There are many regional variations of yahni, including vegetarian, non-vegetarian and mixed versions. The main ingredients required for this dish include carrots, potatoes, lentils, zucchini, onion, garlic, coriander seeds, sage leaves, bay leaves, parsley, olive oil, tomato paste, vegetable stock or water, sugar, salt and pepper. Beef, chicken, lamb and fish are added to make a non-vegetarian version. Yahni ingredients also include cheese, eggs, vegetable cubes and curry powder. Sometimes almonds, spur cherries and honey are added to the dish.
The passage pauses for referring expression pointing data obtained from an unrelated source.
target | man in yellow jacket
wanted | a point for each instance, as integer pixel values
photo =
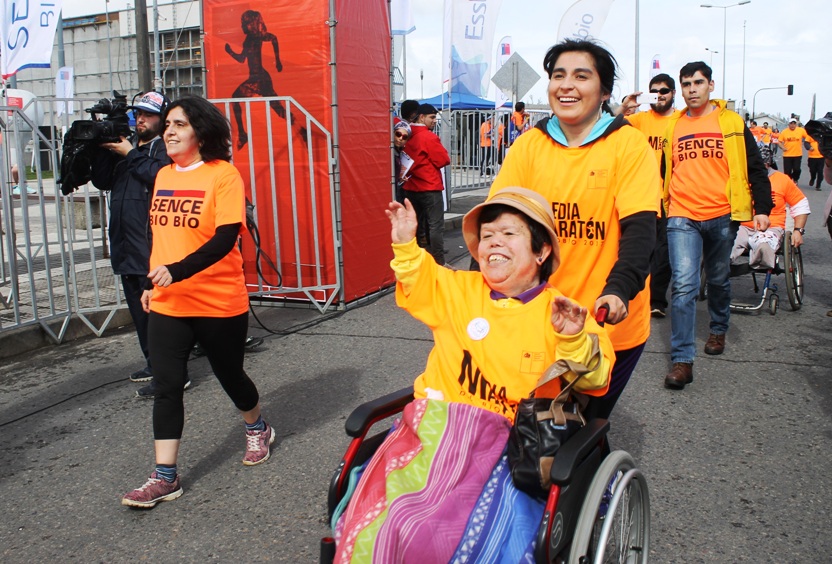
(712, 168)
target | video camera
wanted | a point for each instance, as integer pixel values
(111, 129)
(84, 136)
(821, 131)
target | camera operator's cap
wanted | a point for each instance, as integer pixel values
(152, 102)
(526, 201)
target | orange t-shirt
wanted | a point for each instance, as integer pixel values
(783, 191)
(591, 188)
(187, 207)
(654, 126)
(700, 169)
(791, 141)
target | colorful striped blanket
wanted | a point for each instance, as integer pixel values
(438, 490)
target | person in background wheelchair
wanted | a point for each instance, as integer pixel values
(495, 333)
(762, 245)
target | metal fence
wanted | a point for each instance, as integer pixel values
(475, 162)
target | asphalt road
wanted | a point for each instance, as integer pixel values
(738, 463)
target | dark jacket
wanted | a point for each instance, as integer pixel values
(130, 182)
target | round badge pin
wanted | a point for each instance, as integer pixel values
(478, 328)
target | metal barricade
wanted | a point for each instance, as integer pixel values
(54, 249)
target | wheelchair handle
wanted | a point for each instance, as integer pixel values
(601, 314)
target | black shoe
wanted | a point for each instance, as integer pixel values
(143, 375)
(253, 342)
(149, 391)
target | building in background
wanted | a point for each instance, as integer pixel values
(101, 48)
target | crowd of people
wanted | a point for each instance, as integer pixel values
(586, 206)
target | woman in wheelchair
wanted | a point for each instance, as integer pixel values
(762, 245)
(438, 488)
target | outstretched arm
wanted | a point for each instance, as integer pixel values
(239, 58)
(273, 38)
(402, 220)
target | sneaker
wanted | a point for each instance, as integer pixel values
(258, 446)
(143, 375)
(152, 492)
(658, 312)
(149, 391)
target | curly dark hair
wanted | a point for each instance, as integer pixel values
(605, 64)
(212, 129)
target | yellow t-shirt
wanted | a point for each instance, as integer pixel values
(591, 188)
(187, 207)
(814, 151)
(486, 354)
(654, 126)
(700, 169)
(783, 191)
(791, 141)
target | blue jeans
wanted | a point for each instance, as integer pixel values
(690, 243)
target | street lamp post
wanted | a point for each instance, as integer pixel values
(724, 33)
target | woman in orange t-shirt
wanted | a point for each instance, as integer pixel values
(196, 289)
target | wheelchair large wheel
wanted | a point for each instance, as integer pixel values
(794, 272)
(614, 523)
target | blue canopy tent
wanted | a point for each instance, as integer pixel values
(460, 101)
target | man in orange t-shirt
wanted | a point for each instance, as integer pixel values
(815, 164)
(709, 164)
(791, 141)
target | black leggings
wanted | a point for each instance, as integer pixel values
(171, 340)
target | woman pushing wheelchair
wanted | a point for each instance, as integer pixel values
(439, 488)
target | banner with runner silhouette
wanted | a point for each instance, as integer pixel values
(281, 48)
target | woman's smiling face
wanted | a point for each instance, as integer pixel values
(575, 93)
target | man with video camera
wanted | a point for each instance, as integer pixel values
(128, 170)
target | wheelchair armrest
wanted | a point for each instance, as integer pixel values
(365, 415)
(576, 448)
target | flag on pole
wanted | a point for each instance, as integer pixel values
(584, 19)
(64, 88)
(655, 67)
(27, 32)
(401, 17)
(504, 52)
(469, 40)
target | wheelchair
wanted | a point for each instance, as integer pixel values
(597, 510)
(788, 261)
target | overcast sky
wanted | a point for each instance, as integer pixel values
(786, 42)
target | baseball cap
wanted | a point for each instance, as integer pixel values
(152, 102)
(528, 202)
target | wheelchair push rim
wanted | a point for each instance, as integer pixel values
(614, 523)
(794, 272)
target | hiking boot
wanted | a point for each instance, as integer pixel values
(152, 492)
(143, 375)
(149, 391)
(715, 344)
(679, 376)
(258, 446)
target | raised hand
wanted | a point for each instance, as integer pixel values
(568, 317)
(402, 221)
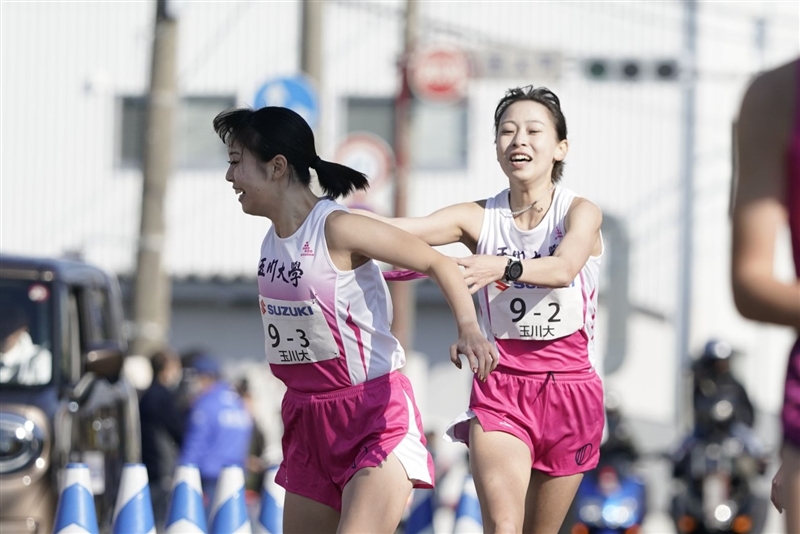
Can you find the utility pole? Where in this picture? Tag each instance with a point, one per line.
(311, 37)
(152, 291)
(403, 296)
(311, 61)
(684, 309)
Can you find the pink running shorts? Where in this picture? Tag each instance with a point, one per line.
(559, 416)
(329, 436)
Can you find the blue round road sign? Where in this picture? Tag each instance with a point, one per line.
(294, 92)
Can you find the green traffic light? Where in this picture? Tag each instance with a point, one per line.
(597, 69)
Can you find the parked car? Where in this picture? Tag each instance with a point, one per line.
(62, 396)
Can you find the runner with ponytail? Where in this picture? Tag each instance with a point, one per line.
(353, 443)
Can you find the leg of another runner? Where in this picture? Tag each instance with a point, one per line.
(501, 466)
(301, 515)
(375, 498)
(548, 502)
(791, 486)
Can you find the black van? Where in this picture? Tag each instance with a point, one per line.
(62, 396)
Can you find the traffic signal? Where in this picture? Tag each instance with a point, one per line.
(631, 70)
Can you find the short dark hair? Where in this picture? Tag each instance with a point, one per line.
(272, 130)
(548, 99)
(12, 318)
(159, 360)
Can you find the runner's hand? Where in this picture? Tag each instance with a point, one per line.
(481, 354)
(481, 270)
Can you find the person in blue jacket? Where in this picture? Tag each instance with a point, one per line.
(219, 427)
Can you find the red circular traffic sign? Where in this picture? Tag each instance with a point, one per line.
(439, 73)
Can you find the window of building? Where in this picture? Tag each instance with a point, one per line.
(438, 131)
(196, 144)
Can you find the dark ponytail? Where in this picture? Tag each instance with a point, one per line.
(339, 180)
(271, 130)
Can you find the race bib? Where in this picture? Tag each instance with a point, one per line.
(526, 311)
(296, 332)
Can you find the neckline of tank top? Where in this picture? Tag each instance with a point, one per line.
(512, 213)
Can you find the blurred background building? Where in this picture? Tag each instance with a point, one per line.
(650, 91)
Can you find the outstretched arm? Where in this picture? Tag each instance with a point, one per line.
(459, 223)
(351, 237)
(760, 206)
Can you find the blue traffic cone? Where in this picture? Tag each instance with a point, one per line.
(186, 514)
(468, 512)
(133, 513)
(75, 512)
(420, 515)
(228, 511)
(270, 518)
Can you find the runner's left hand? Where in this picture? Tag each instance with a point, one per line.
(481, 270)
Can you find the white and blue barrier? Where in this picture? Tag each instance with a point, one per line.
(420, 514)
(133, 513)
(270, 520)
(228, 511)
(75, 513)
(468, 512)
(186, 514)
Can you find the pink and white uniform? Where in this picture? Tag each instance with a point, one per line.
(545, 390)
(327, 337)
(561, 337)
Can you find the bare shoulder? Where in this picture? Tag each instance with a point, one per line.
(770, 99)
(584, 207)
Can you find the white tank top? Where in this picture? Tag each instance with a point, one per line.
(324, 329)
(537, 329)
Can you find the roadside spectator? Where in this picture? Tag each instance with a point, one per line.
(162, 428)
(21, 360)
(255, 465)
(218, 427)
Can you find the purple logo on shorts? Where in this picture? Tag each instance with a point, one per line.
(583, 454)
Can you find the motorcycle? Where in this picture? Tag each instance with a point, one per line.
(713, 475)
(612, 498)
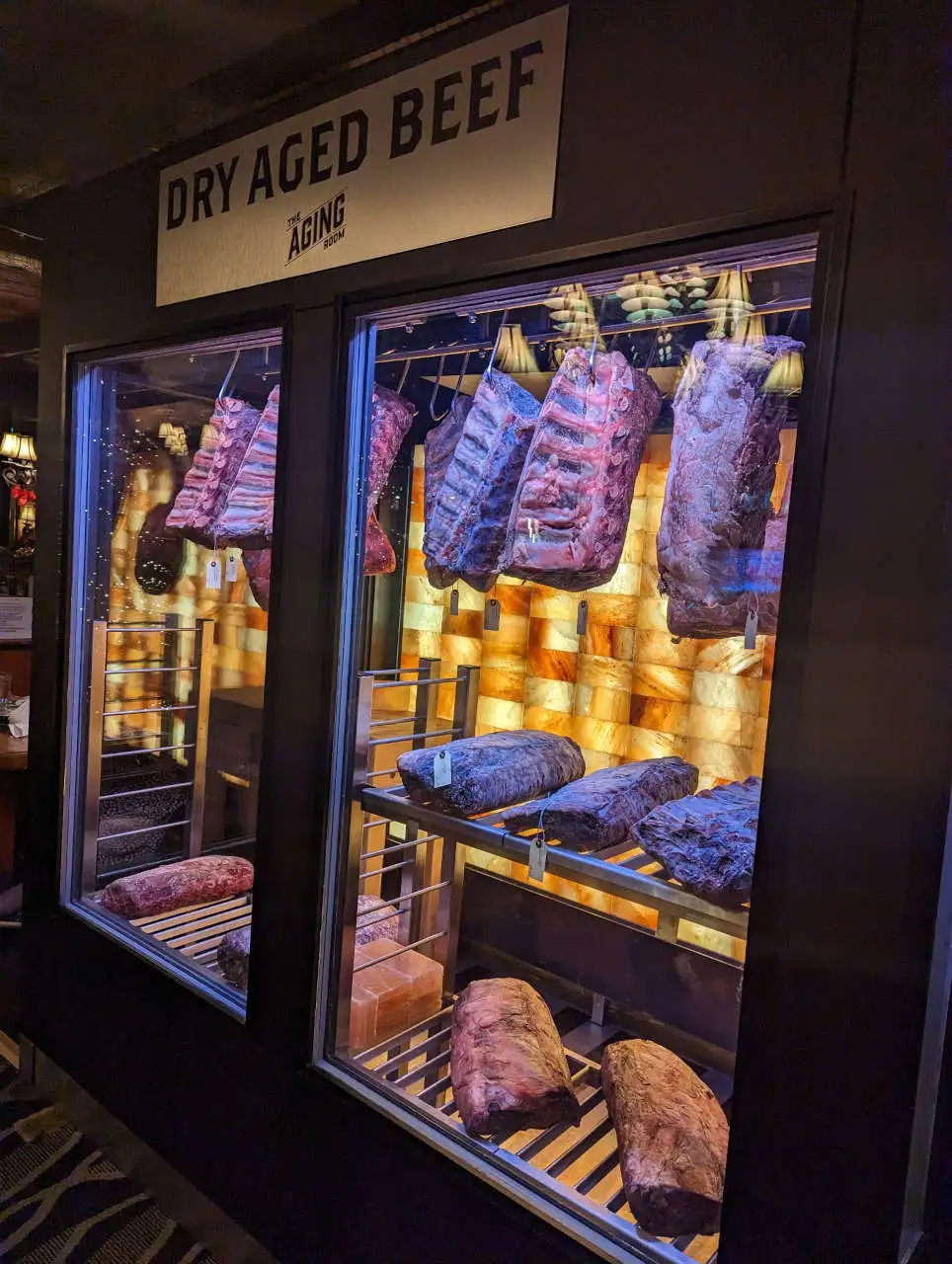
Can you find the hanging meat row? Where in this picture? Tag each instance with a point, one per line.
(545, 493)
It is quite easy to make this dish at home. For a basic vegetarian dish, the lentils are boiled in a pot of salted water for about 10 minutes, and they are then removed from the heat, drained, washed in cold water and set aside. A little olive oil is heated in the pot next and a finely chopped onion is fried with garlic, coriander and sage for several minutes until the onions turn translucent. The rest of the well-chopped vegetables, along with salt, sugar, spices and herbs for seasoning, are added to the pot and fried.
The lentils and vegetable broth are now added to the pot, along with more salt and pepper for taste if required, and the pot is left to boil for half an hour. The mixture is cooked until much of the broth has evaporated, and then tomato sauce is added to the pot. If tomato sauce is not added, it is known as white yahni.
Yahni is served and eaten piping hot. It may be eaten with rice; with Indian flat breads like naan, roti and chapati; or with white or brown bread. It is served in many restaurants specializing in Persian, Turkish, Greek, East European and South Asian cuisine.